Looking forward to your insights on these points and looking forward to future technical discussion, thanks!

bawr commented 2 months ago
  1. We haven't encountered this problem even during our all-network IB stress test - not sure if we're comparing apples to apples here, though, since as far as I understand, IB subnet manager with fat tree adaptive routing doesn't cause the switches to use hashes for most of the routing decisions per packet?

  2. NVSwitch was enabled, and indeed was the primary way GPUs talked to one another / their IB NICs - the note comes from the fact that NVIDIA seems to use the term for at least three related things, so for internal discussions we preferred to be more explicit.

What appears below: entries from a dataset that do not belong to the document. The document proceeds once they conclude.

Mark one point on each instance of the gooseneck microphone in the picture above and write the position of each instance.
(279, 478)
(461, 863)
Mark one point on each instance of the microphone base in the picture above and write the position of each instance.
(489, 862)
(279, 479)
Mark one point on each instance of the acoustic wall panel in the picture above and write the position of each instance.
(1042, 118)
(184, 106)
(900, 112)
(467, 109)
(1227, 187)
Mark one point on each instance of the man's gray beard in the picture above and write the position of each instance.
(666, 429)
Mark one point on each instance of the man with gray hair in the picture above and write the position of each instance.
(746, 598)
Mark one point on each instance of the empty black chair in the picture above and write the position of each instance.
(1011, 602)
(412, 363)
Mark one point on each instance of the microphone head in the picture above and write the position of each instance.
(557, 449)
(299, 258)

bawr commented 2 months ago

The one relevant source for large-scale RoCE deployments I can think of is the MegaScale paper, which might address some of your issues - given their number of GPUs, I think they've also deployed a 3-tier network, but I'm not sure.

shh2000 commented 2 months ago
  1. We haven't encountered this problem even during our all-network IB stress test - not sure if we're comparing apples to apples here, though, since as far as I understand, IB subnet manager with fat tree adaptive routing doesn't cause the switches to use hashes for most of the routing decisions per packet?
  2. NVSwitch was enabled, and indeed was the primary way GPUs talked to one another / their IB NICs - the note comes from the fact that NVIDIA seems to use the term for at least three related things, so for internal discussions we preferred to be more explicit.

aha, I see, perhaps you refers to "nvswitch" and "nvlink network switch" or so-called "nvlink switch"? These concepts indeed tend to be somewhat confusing or easily mixed up.

For question 1, megascale claimed that they use 400*64 switch to build non-converged 12k GPUs cluster. If there're no some "multi-plain" things like alibaba HPN7.0, it should be 3-tier network. Megascale uses DCQCN and such technics to reduce the congestion problem. Perhaps handling congestion issues is an inherent capability of IB(already in IB protocal), while rare RoCE(rare RoCEv2) requires network-side intervention for optimization(Traffic Flow Control or such things).

In fact, I use the RoCE solution when using more than 2k GPUs(64*400 IB can maximun use 2k GPU in a single cluster at 2-tier FatTree network), which means I have no experience on 3-tier IB, just from my hypothesis.

Thanks for you information!